Numerous mental health experts have reviewed the case and have reached the conclusion that Hart was suffering from a severe mental disorder at the time of the crimes which would have impacted his moral and legal culpability. These experts agree that at the very minimum, Hart’s history demonstrates the need for a searching mental health review. They point to a laundry list of facts that merit further inquiry:
* Hart’s own documented history of mental disturbances, bizarre behavior leading up to the offense, and repeated hospitalizations throughout adolescence for impulsiveness, agitated depression, and suicidal thinking and actions.
* Hart’s family history of mental illness, including a grandmother and a great-grandmother who were institutionalized with diagnoses of schizophrenia, prevalent addiction in the family, and suicide attempts from both parents.
* Hart’s documented history indicative of traumatic brain injury, including being unresponsive and potentially anoxic at birth, hospital treatment on at least three occasions for head injuries, battles with substance abuse including gasoline huffing as a young teenager, a shotgun blast to the face and head, and an 18-point drop in performance IQ (from 108 to 90). At the time of his offense, neither PET scans nor fMRI were in wide use, or used on Hart.
* Hart’s exposure to traumatic events during childhood, including witnessing intense physical fights between his parents, his father’s horrifying death and his mother’s threats to beat him if he cried about it.
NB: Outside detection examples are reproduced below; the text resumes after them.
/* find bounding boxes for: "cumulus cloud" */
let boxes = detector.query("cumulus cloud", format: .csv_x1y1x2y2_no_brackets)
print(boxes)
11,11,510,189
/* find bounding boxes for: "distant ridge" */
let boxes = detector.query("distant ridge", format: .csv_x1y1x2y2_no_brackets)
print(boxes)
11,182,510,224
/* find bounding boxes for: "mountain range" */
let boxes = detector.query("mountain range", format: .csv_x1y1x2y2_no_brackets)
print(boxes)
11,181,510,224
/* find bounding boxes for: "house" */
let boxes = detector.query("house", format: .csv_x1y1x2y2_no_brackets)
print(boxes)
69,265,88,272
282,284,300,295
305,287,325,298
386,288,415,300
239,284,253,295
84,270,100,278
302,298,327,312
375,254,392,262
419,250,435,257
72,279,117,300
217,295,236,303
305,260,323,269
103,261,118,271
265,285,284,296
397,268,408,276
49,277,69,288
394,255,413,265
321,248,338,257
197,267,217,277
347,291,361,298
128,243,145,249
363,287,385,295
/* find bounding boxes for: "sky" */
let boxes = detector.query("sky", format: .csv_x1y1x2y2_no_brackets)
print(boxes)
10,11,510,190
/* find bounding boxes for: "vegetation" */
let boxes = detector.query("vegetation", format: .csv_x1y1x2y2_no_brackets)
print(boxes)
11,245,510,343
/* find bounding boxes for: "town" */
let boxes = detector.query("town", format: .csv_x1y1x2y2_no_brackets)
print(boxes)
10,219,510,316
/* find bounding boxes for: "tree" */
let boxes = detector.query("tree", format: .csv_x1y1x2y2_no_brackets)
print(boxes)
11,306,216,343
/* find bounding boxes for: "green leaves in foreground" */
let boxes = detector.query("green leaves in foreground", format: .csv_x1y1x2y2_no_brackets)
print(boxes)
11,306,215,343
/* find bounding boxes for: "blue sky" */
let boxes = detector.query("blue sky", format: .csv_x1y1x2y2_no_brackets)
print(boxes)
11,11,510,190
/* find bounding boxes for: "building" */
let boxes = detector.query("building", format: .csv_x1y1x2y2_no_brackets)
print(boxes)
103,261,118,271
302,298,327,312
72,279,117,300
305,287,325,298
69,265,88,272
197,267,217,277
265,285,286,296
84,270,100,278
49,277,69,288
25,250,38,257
Hart has never been evaluated for post-traumatic stress disorder.
* Developments in the treatment of mental illness since 1995 which demonstrate the danger that anti-depressants (like Prozac) may actually compound mania when prescribed to individuals with bipolar disorder.
Without intervention by the U.S. Supreme Court or by the Governor of Mississippi, Hart Turner, a man suffering from a life-long, hereditary and crippling mental illness, will be executed by lethal injection on Wednesday, February 8, 2012. Please help!